Paula Badosa has suffered so much from her back and mental health that she seriously considered quitting the game. It sounds unfortunate when you type it out, but when you really think about it – a potentially brilliant athlete, in her prime, who has sacrificed her youth for her art, and feels unable to continue – you can sense a small sliver of the fear that must have enveloped her. But she has found a way, and over the course of 2024 the former world number two has gradually rediscovered the joyful strength and aggression that makes her special. She has earned this, and she is a threat.

But so too is Emma Navarro. At 23, her game and what it takes to become a top pro is a much fitter and tougher proposition than it used to be. To get to this point, she has beaten both Marta Kostyuk and Coco Gauff in three tough sets, and although she was tight the first time around and looked set to knock the champion out, she learned from it and when the opportunity arose again, she devoured it with extreme prejudice. After beating Gauff to reach the quarter-finals of Wimbledon, she was then trounced by Jasmine Paolini; she will be desperate to show her home crowd that she has learned from that too.

After them at Ashe comes a battle of the highest order. No one without a Grand Slam title has come closer to winning it than Alexander Zverev, who took Carlos Alcaraz the distance in the French Open final after losing a two-set lead to Dominic Thiem in the 2020 final of that competition. With Alcaraz and Novak Djokovic gone, he will feel his moment again – more acutely than ever – and will be given a serve and backhand that are two of the best strokes in the game, and for good reason.

But there’s always a but – in this case Taylor Fritz, on the German’s rise and conqueror at Wimbledon. His serve and forehand have always been mean and still are, but what has changed recently is the belief that he can beat the best on the biggest occasions. He has the game to give Zverev a lot.

If that were all it would be, but there is also a history of needles.
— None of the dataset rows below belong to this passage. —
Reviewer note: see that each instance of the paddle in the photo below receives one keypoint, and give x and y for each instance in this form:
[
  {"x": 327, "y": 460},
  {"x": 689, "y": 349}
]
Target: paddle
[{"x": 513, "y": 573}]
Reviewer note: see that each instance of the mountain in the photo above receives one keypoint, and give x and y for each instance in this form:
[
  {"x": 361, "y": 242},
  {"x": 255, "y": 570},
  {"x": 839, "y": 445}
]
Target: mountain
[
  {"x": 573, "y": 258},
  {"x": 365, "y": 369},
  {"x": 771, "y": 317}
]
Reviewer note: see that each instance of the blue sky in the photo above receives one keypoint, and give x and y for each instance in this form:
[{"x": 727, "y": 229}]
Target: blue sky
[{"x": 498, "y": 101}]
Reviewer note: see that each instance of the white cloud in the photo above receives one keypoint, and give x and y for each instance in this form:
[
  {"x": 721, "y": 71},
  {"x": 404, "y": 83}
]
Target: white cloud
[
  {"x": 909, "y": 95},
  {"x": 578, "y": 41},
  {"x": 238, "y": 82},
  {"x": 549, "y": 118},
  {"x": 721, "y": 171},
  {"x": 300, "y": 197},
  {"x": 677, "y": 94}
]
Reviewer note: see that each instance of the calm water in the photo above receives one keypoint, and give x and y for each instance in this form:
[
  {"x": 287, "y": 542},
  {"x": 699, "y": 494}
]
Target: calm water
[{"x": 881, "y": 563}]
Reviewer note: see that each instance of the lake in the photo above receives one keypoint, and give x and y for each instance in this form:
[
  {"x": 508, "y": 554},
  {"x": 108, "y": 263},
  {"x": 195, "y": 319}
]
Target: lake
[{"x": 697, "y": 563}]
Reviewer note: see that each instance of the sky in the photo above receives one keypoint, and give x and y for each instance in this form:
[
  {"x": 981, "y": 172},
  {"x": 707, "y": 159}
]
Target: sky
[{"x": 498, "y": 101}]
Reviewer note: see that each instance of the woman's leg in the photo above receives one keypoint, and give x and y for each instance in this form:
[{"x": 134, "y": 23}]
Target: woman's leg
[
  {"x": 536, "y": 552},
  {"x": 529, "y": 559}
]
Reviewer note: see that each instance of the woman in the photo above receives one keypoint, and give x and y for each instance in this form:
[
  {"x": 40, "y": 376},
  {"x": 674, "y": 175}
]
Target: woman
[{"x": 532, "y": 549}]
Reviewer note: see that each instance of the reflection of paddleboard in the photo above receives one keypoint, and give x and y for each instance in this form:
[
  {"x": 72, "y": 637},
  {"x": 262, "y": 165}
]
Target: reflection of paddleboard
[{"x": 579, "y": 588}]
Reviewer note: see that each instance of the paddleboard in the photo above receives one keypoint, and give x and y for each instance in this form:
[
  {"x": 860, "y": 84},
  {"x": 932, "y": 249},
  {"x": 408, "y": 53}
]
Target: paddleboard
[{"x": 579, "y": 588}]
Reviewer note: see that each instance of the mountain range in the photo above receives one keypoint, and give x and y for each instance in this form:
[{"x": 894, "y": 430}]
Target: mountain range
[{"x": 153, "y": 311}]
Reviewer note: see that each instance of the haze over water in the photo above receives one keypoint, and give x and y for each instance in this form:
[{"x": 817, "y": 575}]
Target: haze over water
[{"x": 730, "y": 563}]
While the two players get along well, Zverev struggled at Wimbledon with the support Fritz received from his box, while Instagram posts from Fritz’s girlfriend Morgan Riddle – later deleted – appeared to allude to allegations of domestic abuse against Zverev by two former partners – which Riddle later said were not the case.

We’ll see if there’s any animosity, but either way, we’re ready for what should be a brilliant day of (US Open) tennis. Awesome! Let’s go!